/arcx

Archive, Rm & Clean toolboX

Primary LanguagePythonApache License 2.0Apache-2.0

arcX - Archive, Rm & Clean toolboX

ArcX is a versatile toolbox designed to streamline data management by automating key tasks. Whether you're handling experiment outputs or maintaining clean directories, ArcX simplifies the process with a range of powerful tools.

  • Archiving: Seamlessly archive Oceanic experiment outputs using a flexible YAML configuration file. ArcX takes care of organizing and storing your data without manual intervention.
  • Safe File Removal: Efficiently remove files that already have a local copy. ArcX ensures that only unnecessary files are deleted, safeguarding important data.
  • Comprehensive Directory Cleaning: Clean multiple directories with a single command. ArcX offers various cleaning options and leverages a YAML configuration file to specify exactly what to delete and how to do it.

Installation

Via pip

pip install arcx

Via conda/mamba

mamba install arcx

Usage

Usage: arcx [OPTIONS] COMMAND [ARGS]...

Options:
  --version  Show the version and exit.
  --help     Show this message and exit.

Commands:
  rolling
  saferm
  update-md5

Rolling

To keep a directory under rolling, use the command:

Usage: cli.py rolling [OPTIONS]

Options:
  -c, --config PATH  [required]
  --dry-run          Dry run mode.
  -d, --debug        Enable debug mode.
  --help             Show this message and exit.

Rolling Configuration File

Here a template of a rolling configuration file:

- !CleanPath
    path: $PATH_UNDER_ROLLING
    fmt: ????????   # YYYYMMDD
    safe:
        to_keep: X
        reference_paths:
            - <REF1>
            - <REF2>
    conditional:
        to_keep: Y
        expected_files:
            - file.exe
            - tmp.nc
    force:
        to_keep: Z

let's comment each section.

CleanPath object

With this, we start to declare a list of !CleanPath objects with two mandatory attributes:

- !CleanPath
    path: $PATH_UNDER_ROLLING
    fmt: ????????   # YYYYMMDD
  • path: it's the path to keep under rolling
  • fmt: it's a string bash that represent the format of file/dir to delete. It can contains jolly characters ? or *
Safe
  safe:
      to_keep: X
      reference_paths:
          - <REF1>
          - <REF2>
  • safe: means for safe rolling, which means delete a file only if an identical local copy already exists
  • to_keep: how much dir/file to not include in the rolling
  • reference_paths: a list of path where to find if a local copy already exists

To consider that the safe mode doesn't remove the dir under rolling.
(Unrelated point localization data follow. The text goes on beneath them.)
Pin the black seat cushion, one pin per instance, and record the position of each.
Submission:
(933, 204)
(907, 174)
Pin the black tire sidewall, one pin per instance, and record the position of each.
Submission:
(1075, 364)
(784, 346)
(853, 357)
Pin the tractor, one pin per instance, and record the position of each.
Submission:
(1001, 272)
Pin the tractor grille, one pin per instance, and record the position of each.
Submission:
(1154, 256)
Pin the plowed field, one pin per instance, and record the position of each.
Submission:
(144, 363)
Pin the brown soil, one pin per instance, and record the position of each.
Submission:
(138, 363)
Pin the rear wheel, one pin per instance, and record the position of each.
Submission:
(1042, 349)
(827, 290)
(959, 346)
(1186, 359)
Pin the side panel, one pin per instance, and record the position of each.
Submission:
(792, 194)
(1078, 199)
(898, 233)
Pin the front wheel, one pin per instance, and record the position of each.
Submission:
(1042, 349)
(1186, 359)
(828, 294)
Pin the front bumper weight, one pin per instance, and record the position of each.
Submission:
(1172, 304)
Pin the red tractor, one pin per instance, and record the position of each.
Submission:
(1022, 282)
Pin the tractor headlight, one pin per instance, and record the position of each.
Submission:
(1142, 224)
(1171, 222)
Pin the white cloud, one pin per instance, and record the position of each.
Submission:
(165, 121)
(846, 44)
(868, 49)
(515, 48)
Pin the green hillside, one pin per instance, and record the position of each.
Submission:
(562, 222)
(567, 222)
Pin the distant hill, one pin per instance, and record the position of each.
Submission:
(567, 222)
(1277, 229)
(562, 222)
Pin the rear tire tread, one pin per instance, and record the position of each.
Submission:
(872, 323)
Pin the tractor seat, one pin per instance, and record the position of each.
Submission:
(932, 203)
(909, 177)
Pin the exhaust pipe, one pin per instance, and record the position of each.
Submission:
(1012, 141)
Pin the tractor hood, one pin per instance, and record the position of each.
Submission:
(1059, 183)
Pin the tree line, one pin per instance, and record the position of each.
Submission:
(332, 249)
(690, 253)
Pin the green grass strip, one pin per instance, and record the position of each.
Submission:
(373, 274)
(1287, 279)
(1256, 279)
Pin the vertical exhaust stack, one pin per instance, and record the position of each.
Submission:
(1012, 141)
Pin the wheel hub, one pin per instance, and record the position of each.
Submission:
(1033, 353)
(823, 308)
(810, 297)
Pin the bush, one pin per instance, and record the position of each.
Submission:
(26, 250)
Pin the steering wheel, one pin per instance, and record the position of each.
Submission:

Conditional #### Conditional
  conditional:
      to_keep: Y
      expected_files:
          - file.exe
          - tmp.nc
  • conditional: specify to remove a dir if some conditions are meet
  • to_keep: how much dir/file to not include in the rolling
  • expected_files: specify the exact list of files expected to find in rolling path to trigger the rm operations. The filename can contains jolly character ? and *
Force
    force: # optional
        to_keep: Z
  • force: Enable path rm without any check
  • to_keep: how much dir/file to not include in the rolling

Update md5 dir

A requirement to safe clean, is to compute in advance the md5 of all files in the rolling path using the command:

update-md5 [OPTIONS]

Options:
  -p, --path PATH  [required]
  -d, --debug      Enable debug mode.
  --help           Show this message and exit.

The command will create in the directory a file called .dir_md5.txt with the following structure:

md5hash filename1
md5hash filename2

Safe Clean

Safe Rm command is the equivalent of safe rm rolling section: it removes files from clean path only if exists an identical copy in keep path

Usage: cli.py saferm [OPTIONS]

Options:
  --keep PATH    [required]
  --clean PATH   [required]
  -f, --force    Delete files without confirm request
  -d, --dry-run  Disable file removal
  -d, --debug    Enable debug mode.
  --help         Show this message and exit.